What Exactly Is McCarthyism?

(InformingNews.com) – The Cold War was a serious event that took place in the world between the end of World War II and 1990. Espionage was a vital way for both sides to get information regarding the opposition. Unfortunately, some extreme views and actions would result from the war as well; one of these was known as McCarthyism.

McCarthyism and What it Entailed

McCarthyism was first used as the title of a political cartoon published in the Washington Post March of 1950. The cartoon portrayed four leading Republicans attempting to push an elephant on top of a swaying stack of 10 tar buckets.

The illustrator, Herbert Block, labeled the top Republican “McCarthyism.” The term quickly became a way to describe the actions of Joseph R. McCarthy, who served as a Republican Senator for the state of Wisconsin between 1947 and 1957.

Senator McCarthy would publicly accuse government employees of political disloyalty or seditious activities. He also used disagreeable investigation techniques to prosecute those he accused.


McCarthyism would hold sway between 1950 and 1954; the US government was especially suspicious during this time period as it was actively fighting against the spread of Communism, namely the Communist Party of the United States of America (CPUSA). Much of Congress believed that CPUSA was secretly conspiring against the US government as proven by the Subversive Activities Control Act of 1950.

Tip of the Spear

Despite many intellectuals believing that McCarthyism was a product of the Red Scare, Palmer Raids and the Smith Act of 1940, the term mirrored the actions of Senator McCarthy. With his position as chair of the Permanent Subcommittee on Investigations and Senate Committee on Government Operations, McCarthy was the lead on investigations of CPUSA and sympathizers. Originally, his actions targeted government employees, but it would soon impact average everyday Americans as well.
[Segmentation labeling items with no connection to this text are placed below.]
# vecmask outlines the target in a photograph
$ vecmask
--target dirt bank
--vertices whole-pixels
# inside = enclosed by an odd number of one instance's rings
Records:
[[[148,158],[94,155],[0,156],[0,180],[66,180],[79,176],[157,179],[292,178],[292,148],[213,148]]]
People who opposed these investigations, also known as Anti-McCarthyites, later referred to the investigations as “witch-hunts.” During McCarthy’s decade-long service, he and his team made crazy accusations, often publicly. The senator had no desire to produce evidence and often made accusations without it.

These actions would eventually catch up to McCarthy and end his political career.

The End of McCarthyism

In a Supreme Court case, Yates v. United States, the court’s decision put an end to the Smith Act prosecutions by making the government prove defendants were guilty of the crimes they had been accused of. Of course, with McCarthy’s disregard for concrete evidence, this decision quickly put an end to the witch-hunts and McCarthyism. McCarthyism still has a presence in modern-day America. In fact, it’s used to describe any government actions that disrupt civil liberties and rights in the name of national security.

If someone doesn’t conform to popular political beliefs, they face government harassment and possibly being blacklisted, much like the “cancel culture” of modern-day America.